= Henry and Mudge and the Great Grandpas =

2005 children's Book by Cynthia Rylant

Henry and Mudge and the Great Grandpas, the 26th book in the Henry and Mudge series, is a 2005 beginning reader's children's book written by Cynthia Rylant and illustrated by Suçie Stevenson. The book was well reviewed and won the inaugural Geisel Award in 2006.

== Plot ==
Told in four chapters, Henry and his dog Mudge visit Henry's great grandfather, Bill. Bill lives with several other "grandpas" who all like Henry and Mudge. While the grandpas are resting, Henry and Mudge explore the woods nearby where they find a pond to go swimming. Knowing his parents don't allow him to swim alone, Henry goes back to get his dad to supervise.

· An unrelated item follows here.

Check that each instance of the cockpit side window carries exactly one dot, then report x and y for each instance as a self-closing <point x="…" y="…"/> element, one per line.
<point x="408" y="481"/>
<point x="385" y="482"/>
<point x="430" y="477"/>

Bill and the other grandpas decide to go too, with everyone swimming in their underwear. After swimming, they lay out in the sun and the grandpas tell stories about their lives. They then head back to the house where Henry's mother has made spaghetti for them to eat.

== Reception and awards ==
In a starred review Booklist reviewer Hazel Rochman, wrote that the book, "is even more joyful than the others in the popular series." Several reviewers noted the way the illustrations provided context clues for new readers ready for short chapter books.

The book won the 2006 Geisel Award for best beginning reader's book awarded by the Association for Library Service to Children (ALSC). The award committee cited, "The simple sentence structure, along with a design that advances this well-told story, provides a satisfying celebration of family and friendship."